Von der Sowjetunion lernen, heißt siegen lernen!
Der Vorstand der Theaterfreunde teilt sich die Moderation der pro.loge auf. Auf mich fiel das Los und die Ehre, Fachvortrag und Diskussion zu Animal Farm zu moderieren. Zu dem Zeitpunkt hätte ich wenig mehr über den Roman von George Orwell zu referieren gewusst, als den Satz: Alle Tiere sind gleich, aber manche sind gleicher.

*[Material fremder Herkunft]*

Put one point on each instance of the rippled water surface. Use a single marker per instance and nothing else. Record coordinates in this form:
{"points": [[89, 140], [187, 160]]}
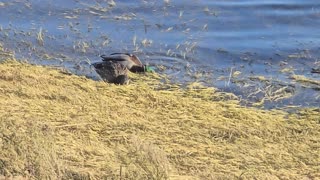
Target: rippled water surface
{"points": [[229, 44]]}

Ein gerne gewähltes Zitat, um Doppelmoral zu geißeln. Erst durch den Wikipedia-Eintrag habe ich gelernt, dass die Tierfabel ein quasi getreues Abbild der Sowjetgeschichte von der Revolution bis in den Stalinismus ist. Jedes Detail, steht für ein konkretes geschichtliches Ereignis, jedes Tier für eine konkrete Person der Sowjetgeschichte oder für eine Gruppe der Gesellschaft (Arbeiter, Bauern, Bourgeoisie und so weiter).
Dies wissend, habe ich dann immer wieder überlegt, wie man so eine Fabel heute auf die Bühne bringen könnte. Würde man sie an das Zeitgeschehen adaptieren? Doppelmoral ließe sich reichlich aufspießen. Seien es Politiker, die vor der Wahl das eine sagen und nach der Wahl das „360°“ Entgegengesetzte zu tun. Oder junge Aktivisten, die nach getaner Protestarbeit, dem frönen, was sie der Gesellschaft vorwerfen. Auch dafür, wie sich die unterschiedlichen Tiere gegenüber dem immer massiver werdenden Unterdrückungsregime verhalten, könnte man aus den zwei Jahren Pandemie vielleicht Anknüpfungspunkte finden. Aber selbst, wenn man solche Aspekte aufgriffe, bliebe völlig unklar, wie man all die feinsinnig von Orwell entworfenen Details in so ein Setting hätte unterbringen können. Aber eine studierte und erfahrene Theaterregisseurin wie Franziska Stuhr, hat sicherlich ganz andere Ideen und Möglichkeiten, und ich war gespannt, wie das Stück werden würde. Vielleicht würde sie die menschliche Seite in den Vordergrund rücken. Wie wird aus einem genügsamen Schwein ein Oberschwein im Schweinesystem? Was geht da in der Person vor? Was geht in den Pferden und Kühen vor, die nach und nach merken, dass ihre Träume verraten werden? Das wäre ein universeller Gesichtspunkt, der sich in der Geschichte wiederholt.